Hayatınız boyunca size yapılan eziyetlere, haksızlıklara, size tıpkı bir hiçmiş gibi bakanlara elbette ki tanık olmuşsunuzdur. İşte bende bu olayların içinde büyümeye maruz kalmış biriydim. Henüz yirmi bir yaşındaydım. Hayatın tüm zorluklarıyla mücadele etmeye çalışıyordum. Bu benim elimde olan bir şey değildi. Kim isterdi ki şu an yaşadığım hayatı? Kimse. Bende istemezdim ama bu hayatı yaşamaya mecburdum. Belki ailem hayatta olsaydı böyle olmazdı. Beni korurlardı en önemlisi de severlerdi. Sevilmek nasıl bir duygu onu bile bilmiyordum...
Ben Hayat Özen

Sabah çalan telefon alarmımın sesiyle uyanıp yavaş adımlarla banyoya gittim. Eskimiş paslı olan aynanın karşısına geçip kendime baktım. Sanki bir enkazın altından daha yeni çıkmış gibiydim. Bu ben değildim...

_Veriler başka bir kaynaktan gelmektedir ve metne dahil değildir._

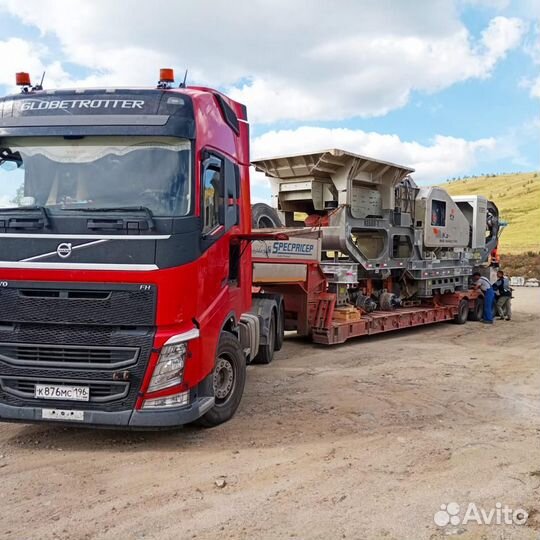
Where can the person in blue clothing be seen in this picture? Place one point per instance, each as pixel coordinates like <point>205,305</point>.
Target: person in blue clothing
<point>482,283</point>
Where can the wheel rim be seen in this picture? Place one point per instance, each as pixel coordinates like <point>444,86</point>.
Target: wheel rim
<point>223,379</point>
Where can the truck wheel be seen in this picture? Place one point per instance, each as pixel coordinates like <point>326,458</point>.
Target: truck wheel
<point>280,328</point>
<point>266,352</point>
<point>264,216</point>
<point>228,380</point>
<point>463,312</point>
<point>475,314</point>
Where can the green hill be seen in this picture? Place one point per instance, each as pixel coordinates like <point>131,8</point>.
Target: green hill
<point>518,198</point>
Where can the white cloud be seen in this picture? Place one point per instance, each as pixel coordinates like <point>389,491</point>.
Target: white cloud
<point>445,157</point>
<point>21,55</point>
<point>285,60</point>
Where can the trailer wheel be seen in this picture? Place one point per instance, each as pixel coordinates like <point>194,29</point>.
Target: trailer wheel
<point>475,314</point>
<point>228,381</point>
<point>280,328</point>
<point>266,352</point>
<point>264,216</point>
<point>463,312</point>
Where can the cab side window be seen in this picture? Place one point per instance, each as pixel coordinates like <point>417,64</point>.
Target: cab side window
<point>212,198</point>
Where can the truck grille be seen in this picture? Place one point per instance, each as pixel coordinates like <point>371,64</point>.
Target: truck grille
<point>85,355</point>
<point>67,356</point>
<point>100,392</point>
<point>78,303</point>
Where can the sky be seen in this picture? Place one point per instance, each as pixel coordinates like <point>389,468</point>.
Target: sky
<point>448,87</point>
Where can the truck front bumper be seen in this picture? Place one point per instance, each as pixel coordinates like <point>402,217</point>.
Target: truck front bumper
<point>129,419</point>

Gözlerimin altı şişmiş içi kan çanağına dönüşmüştü ağlamaktan. Sol yanağım morarmış, dudağımın kenarı patlamış olmasından dolayı yerini yaraya bırakmıştı. Karnımda ise keskin bir acı vardı ve bu beni tüm gün uyumakta zorlamıştı. Dün olanları hatırlayınca istemsizce gözlerimden yaşlar akmaya başladı. Ben bunları hak edecek hiçbir şey yapmamıştım.

Dün akşam

İş çıkışı hiç oyalanmadan direkt durağa gidip minibüs bekledim. Kısa bir sürelik bekleyişimin ardından geldi ve bindim. Yaklaşık on beş dakikalık bir yolculuğun ardından minibüsten indim. Malesef ki bizim evin önünden geçmediği için biraz yürüyecektim.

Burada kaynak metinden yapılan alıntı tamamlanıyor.